Students Encouraged to be Mindful in Hallways

Students+Encouraged+to+be+Mindful+in+Hallways

Audrey Rawls, Junior High Writer

Conway Junior High School has about one-thousand five-hundred students that all have to be in the same hallways at the same time. We flood the halls making it more difficult than it should be get to class. We should all be more mindful when walking through the halls, because if we aren’t, then other students cannot get to class.

When dealing with people stopping or walking slowly in the halls, there are a few different types of students; the ones that just stand there annoyed, the people that push them out of their way, and the people that ask them to move. These reactions have a variety of outcomes — some good and some bad.  It’s never good to arrive to class stressed from hallway traffic, and it’s really not good to push others. Sometimes asking people to move doesn’t bring about a productive conversation either.

I understand that students want to savor their time out of class for as long as possible.  The hallway feels like free time when we’re at school. It’s understandable that students may not see their friends and the halls are the only place they see them, so they want to seize every opportunity to socialize.

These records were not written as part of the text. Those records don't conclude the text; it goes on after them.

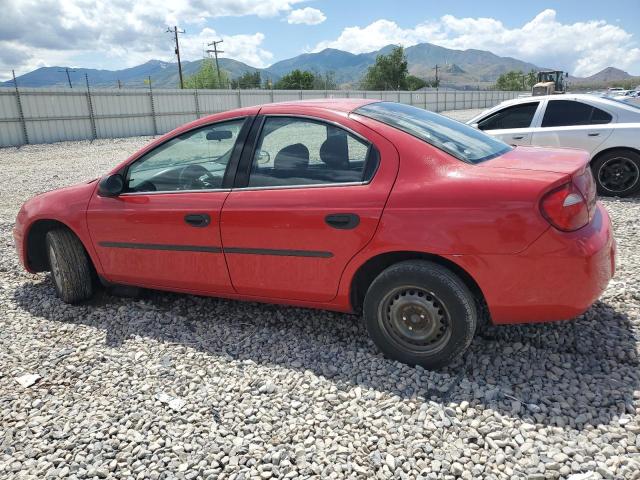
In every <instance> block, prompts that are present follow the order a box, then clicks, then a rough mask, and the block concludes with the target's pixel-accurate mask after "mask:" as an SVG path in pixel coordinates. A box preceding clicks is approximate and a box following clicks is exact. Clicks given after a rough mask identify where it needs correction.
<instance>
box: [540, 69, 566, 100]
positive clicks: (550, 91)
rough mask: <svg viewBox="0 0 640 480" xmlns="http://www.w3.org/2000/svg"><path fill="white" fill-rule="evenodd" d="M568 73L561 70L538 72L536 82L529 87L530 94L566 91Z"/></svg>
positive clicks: (553, 94)
mask: <svg viewBox="0 0 640 480" xmlns="http://www.w3.org/2000/svg"><path fill="white" fill-rule="evenodd" d="M568 76H569V74H568V73H565V72H563V71H561V70H543V71H540V72H538V82H537V83H536V84H535V85H534V86H533V88H532V89H531V95H555V94H559V93H565V92H566V91H567V81H566V79H567V77H568Z"/></svg>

Or maybe they just don’t want to go to class, but that does not mean that they should make other students late because they won’t move out of the way. The hallways are there for you to walk through, not talk through.

The only solution is for us to be aware of the people around us and what they’re trying to accomplish in the halls.  We need to work on being more mindful of our classmates. If every student started paying more attention to what was going on around them, then the traffic in the halls would not be as bad.